As non-response rates continue to increase every year, there is growing concern about the representativeness of surveys. Andrew Mercer, Senior Research Methodologist at the Pew Research Center, studied the topic and shared his learnings and identified best practices to increase representativeness:
- No sampling method or data collection process guarantees representativeness.
- It’s more helpful to think in terms of models. A model is just the assumptions you’re making about how your sample relates to the larger population. This can be complex statistical procedures, but also may involve weighting or quotas.
- Doing nothing also relies on a model, but it’s a model that assumes there are no differences between the sample and the population.
- The key question is whether or not modeling assumptions are justified.
- Assumptions should be based on the identified and measured variables needed to predict: either the probability that someone in the population would take the survey or the outcome variable that you are trying to study; how those variables are distributed in the population; and not missing unique segments of the population.
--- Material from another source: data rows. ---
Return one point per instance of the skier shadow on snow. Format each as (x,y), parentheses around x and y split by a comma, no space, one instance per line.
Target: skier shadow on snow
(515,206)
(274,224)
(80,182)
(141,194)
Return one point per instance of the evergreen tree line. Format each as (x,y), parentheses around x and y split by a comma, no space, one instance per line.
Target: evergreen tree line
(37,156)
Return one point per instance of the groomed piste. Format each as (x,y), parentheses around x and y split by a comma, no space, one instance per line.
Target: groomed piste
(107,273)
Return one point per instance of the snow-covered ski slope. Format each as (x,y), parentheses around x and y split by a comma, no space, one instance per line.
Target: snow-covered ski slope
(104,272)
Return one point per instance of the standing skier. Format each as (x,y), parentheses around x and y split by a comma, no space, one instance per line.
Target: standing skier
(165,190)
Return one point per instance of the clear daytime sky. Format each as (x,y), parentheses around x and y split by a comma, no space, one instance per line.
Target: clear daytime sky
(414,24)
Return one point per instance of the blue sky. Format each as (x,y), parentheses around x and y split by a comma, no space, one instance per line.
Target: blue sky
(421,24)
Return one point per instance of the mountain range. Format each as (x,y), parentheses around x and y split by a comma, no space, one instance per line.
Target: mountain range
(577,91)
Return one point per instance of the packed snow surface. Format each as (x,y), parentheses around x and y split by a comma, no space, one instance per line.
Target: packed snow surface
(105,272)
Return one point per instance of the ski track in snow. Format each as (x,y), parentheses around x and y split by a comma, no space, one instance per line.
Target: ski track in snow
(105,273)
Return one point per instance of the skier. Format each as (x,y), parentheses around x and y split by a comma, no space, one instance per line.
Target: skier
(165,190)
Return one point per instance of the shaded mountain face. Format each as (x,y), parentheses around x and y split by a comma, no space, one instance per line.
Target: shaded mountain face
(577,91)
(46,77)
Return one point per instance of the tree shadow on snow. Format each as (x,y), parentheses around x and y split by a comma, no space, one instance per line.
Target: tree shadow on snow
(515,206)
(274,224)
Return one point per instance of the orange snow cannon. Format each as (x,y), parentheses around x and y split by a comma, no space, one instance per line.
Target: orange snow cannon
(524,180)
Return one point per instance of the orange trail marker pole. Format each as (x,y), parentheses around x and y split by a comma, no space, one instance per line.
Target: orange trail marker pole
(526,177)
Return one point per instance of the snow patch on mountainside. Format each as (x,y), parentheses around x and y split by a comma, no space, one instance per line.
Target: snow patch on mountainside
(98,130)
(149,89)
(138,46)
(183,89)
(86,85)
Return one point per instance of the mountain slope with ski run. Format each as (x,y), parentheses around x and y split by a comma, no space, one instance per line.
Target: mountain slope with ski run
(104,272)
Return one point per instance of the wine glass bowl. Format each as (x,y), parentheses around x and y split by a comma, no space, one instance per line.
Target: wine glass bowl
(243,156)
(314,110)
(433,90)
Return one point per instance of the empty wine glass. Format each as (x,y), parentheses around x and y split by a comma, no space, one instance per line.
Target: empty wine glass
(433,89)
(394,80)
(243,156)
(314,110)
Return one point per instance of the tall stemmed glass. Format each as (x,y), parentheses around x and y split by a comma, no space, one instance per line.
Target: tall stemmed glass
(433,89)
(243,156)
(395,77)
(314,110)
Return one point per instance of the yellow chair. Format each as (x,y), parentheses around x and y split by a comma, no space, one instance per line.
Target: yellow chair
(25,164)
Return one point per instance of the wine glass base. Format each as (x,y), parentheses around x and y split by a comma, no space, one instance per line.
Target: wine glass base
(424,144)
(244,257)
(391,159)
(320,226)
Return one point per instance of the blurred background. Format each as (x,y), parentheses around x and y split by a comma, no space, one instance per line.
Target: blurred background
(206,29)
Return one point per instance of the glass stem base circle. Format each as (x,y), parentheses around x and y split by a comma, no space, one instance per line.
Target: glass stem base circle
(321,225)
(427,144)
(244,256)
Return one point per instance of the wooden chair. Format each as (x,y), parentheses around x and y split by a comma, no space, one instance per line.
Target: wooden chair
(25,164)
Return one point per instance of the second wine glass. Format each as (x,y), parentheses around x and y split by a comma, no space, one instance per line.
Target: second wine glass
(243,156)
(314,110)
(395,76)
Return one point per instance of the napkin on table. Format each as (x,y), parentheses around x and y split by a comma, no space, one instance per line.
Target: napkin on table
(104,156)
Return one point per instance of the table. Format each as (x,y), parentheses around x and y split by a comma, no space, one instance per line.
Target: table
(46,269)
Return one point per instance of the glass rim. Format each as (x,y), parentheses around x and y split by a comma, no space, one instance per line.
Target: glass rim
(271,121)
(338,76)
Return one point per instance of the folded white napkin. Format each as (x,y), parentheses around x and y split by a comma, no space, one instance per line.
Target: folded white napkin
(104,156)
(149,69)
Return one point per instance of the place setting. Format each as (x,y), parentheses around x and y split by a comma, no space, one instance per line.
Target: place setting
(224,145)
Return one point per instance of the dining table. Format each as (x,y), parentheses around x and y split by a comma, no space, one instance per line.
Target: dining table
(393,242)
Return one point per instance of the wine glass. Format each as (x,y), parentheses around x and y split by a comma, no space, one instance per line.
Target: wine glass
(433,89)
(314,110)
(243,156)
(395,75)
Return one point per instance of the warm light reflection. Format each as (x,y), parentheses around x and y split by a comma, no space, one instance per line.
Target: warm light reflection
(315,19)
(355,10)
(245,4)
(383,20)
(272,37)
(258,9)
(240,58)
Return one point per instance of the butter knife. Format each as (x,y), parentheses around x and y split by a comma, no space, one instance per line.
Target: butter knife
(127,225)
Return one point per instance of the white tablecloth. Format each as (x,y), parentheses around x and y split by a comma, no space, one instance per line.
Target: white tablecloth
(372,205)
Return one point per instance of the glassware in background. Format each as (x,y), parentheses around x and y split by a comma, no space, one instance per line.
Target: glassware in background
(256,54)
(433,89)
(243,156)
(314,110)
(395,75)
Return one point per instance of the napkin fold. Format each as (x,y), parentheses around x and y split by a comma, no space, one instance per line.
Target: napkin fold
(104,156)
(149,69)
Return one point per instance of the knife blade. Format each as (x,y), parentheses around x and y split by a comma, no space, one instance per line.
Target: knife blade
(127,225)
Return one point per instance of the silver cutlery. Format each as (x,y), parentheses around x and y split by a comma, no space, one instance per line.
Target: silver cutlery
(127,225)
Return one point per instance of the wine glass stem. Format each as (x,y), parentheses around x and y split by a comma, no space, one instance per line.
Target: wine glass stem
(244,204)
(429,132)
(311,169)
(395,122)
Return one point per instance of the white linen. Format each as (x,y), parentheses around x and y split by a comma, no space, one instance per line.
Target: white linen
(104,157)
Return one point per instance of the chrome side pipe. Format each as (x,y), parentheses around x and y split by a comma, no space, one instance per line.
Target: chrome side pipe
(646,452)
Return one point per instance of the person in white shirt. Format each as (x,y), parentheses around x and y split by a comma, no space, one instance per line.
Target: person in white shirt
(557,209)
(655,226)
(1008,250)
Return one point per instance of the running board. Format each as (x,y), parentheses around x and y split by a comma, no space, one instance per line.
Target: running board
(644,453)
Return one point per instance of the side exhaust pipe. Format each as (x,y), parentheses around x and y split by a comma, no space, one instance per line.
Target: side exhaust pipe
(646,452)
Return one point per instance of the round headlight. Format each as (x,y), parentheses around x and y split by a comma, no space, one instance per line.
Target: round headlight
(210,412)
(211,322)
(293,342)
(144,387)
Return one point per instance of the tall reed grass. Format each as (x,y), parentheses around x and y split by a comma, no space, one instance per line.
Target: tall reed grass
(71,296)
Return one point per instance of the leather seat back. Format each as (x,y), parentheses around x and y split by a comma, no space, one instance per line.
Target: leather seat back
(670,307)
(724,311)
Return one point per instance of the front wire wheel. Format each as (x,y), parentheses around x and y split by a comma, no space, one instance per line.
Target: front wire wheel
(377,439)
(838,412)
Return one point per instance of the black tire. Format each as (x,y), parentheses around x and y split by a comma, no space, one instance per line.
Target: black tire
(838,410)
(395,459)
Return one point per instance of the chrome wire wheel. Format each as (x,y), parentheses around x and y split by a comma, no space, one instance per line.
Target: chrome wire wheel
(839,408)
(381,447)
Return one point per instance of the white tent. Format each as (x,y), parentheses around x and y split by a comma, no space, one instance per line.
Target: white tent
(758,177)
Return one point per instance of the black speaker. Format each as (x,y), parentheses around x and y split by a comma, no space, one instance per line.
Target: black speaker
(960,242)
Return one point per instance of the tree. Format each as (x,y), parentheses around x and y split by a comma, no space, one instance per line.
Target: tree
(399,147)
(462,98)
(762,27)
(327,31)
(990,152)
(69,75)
These apply to random sampling, weighting, quotas, sample matching, Bayesian hierarchical models, and every other way to generalize from sample to population.
- Think through your modeling assumptions before collecting data, particularly identifying confounding variables.
- Complex statistical procedures will only fix your problems if you have the necessary variables and knowledge of the population and research subject.
- Methods that are broadly applicable are valuable, but no methods are universal.
- Polling errors are inevitable. Use them to improve future research.